Which sentence embeddings and which layers encode syntactic structure?
- M Kelly, College of Information Sciences and Technology, Pennsylvania State University, University Park, Pennsylvania, United States
- Yang Xu, Department of Computer Science, San Diego State University, San Diego, California, United States
- Jesus Calvillo, College of Information Sciences and Technology, The Pennsylvania State University, University Park, Pennsylvania, United States
- David Reitter, Google Research, New York City, New York, United States
AbstractRecent models of language have eliminated syntactic-semantic dividing lines.
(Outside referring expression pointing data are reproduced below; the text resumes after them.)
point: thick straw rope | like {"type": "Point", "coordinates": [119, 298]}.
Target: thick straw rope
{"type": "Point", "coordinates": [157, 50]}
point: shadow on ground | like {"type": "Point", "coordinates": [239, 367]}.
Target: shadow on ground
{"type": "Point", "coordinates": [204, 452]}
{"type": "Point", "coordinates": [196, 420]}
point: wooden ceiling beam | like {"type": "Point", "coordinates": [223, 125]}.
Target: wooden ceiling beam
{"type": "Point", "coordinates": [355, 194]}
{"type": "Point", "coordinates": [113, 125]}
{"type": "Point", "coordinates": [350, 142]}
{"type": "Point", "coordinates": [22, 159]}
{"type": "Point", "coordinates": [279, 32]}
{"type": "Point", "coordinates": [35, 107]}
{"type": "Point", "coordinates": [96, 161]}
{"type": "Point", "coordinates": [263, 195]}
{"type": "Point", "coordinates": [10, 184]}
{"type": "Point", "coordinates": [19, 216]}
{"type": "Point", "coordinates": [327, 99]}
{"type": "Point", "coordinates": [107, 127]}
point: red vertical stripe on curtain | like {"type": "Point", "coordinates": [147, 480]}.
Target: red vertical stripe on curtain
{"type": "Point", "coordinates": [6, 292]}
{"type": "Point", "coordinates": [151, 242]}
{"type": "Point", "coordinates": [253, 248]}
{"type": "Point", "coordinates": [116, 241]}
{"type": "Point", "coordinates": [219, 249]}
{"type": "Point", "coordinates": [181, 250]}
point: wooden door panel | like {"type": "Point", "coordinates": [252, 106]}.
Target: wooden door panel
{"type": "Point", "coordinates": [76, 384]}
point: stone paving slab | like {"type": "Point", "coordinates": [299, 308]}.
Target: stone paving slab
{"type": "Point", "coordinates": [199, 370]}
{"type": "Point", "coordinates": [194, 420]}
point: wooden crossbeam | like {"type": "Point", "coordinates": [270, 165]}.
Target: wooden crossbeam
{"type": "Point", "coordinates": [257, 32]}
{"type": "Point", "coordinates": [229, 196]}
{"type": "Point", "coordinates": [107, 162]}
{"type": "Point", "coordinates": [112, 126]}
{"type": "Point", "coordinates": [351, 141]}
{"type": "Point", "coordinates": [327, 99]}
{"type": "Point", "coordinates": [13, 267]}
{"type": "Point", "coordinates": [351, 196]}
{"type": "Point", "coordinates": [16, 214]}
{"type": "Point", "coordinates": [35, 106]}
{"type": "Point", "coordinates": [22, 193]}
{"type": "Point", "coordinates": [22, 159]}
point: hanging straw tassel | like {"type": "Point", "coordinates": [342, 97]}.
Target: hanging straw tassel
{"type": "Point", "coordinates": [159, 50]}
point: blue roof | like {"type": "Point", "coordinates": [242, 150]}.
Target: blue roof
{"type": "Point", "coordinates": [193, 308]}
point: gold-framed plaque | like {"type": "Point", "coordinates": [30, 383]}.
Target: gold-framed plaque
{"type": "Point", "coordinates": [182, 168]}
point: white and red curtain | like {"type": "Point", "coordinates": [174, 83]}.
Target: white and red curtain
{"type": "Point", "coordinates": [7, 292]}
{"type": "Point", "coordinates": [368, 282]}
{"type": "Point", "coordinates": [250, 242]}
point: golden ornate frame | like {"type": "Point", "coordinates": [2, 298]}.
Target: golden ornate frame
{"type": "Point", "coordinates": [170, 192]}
We explore the psycholinguistic implications of this development by comparing different types of sentence embeddings in their ability to encode syntactic constructions. Our study uses contrasting sentence structures known to cause syntactic priming effects, that is, the tendency in humans to repeat sentence structures after recent exposure. We compare how syntactic alternatives are captured by sentence embeddings produced by a neural language model (BERT) or by the composition of word embeddings (BEAGLE, HHM, GloVe). Dative double object vs. prepositional object and active vs. passive sentences are separable in the high-dimensional space of the sentence embeddings and can be classified with a high degree of accuracy. The results lend empirical support to the modern, computational, integrated accounts of semantics and syntax, and they shed light on the information stored at different layers in deep language models such as BERT.